Skip to contents

Checks that input data has required columns for the specified processing.

Usage

validate_pnadc(data, check_weights = FALSE, stop_on_error = TRUE)

Arguments

data

A data.frame or data.table with PNADC microdata

check_weights

Logical. If TRUE, also check for weight-related variables.

stop_on_error

Logical. If TRUE, stops with an error. If FALSE, returns a validation report list.

Value

If stop_on_error = TRUE, returns invisibly if valid or stops with error.
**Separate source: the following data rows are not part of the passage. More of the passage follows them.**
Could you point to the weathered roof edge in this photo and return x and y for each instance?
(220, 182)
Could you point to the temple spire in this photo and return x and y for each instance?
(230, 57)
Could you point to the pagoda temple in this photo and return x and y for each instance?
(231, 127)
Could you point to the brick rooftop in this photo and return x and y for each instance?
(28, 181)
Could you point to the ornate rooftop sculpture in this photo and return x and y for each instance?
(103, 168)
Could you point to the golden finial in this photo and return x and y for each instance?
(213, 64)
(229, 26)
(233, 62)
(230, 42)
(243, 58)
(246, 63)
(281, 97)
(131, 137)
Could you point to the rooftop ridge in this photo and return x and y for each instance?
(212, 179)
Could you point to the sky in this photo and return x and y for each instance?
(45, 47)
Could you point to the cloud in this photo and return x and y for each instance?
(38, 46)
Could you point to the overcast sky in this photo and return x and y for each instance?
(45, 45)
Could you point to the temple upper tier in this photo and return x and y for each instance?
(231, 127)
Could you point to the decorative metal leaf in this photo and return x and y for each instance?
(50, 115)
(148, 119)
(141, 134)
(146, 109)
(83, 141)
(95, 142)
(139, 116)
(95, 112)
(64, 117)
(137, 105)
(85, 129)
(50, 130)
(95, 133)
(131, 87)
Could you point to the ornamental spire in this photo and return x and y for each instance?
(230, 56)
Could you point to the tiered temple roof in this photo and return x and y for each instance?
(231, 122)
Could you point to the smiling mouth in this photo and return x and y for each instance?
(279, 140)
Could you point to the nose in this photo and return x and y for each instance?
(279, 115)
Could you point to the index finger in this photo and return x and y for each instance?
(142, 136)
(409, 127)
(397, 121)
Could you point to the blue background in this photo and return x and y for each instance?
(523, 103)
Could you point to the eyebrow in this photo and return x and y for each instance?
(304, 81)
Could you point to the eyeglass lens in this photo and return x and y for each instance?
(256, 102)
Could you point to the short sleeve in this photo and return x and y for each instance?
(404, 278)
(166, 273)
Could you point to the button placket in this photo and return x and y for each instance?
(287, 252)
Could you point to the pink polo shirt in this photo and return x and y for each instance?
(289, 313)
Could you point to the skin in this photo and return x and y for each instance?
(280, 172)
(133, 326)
If stop_on_error = FALSE, returns a list with:

  • valid: Logical indicating if data passed all validations

  • issues: Named list of validation issues found (empty if none)

  • n_rows: Number of rows in input data

  • n_cols: Number of columns in input data

  • join_keys_available: Character vector of available join key columns

Details

The function performs the following validations:

  • Checks for required columns for reference period identification: Ano, Trimestre, UPA, V1008, V1014, V2008, V20081, V20082, V2009

  • Validates year range (2012-2100 for PNADC coverage)

  • Validates quarter values (must be 1-4)

  • Validates birth day values (must be 1-31 or 99 for unknown)

  • Validates birth month values (must be 1-12 or 99 for unknown)

  • Warns about unusual ages (outside 0-130 range)

  • If check_weights = TRUE, also validates weight-related columns: V1028, UF, posest, posest_sxi

See also

pnadc_identify_periods which calls this function internally to validate input data.

Examples

if (FALSE) { # \dontrun{
validate_pnadc(my_data)
validate_pnadc(my_data, check_weights = TRUE)
} # }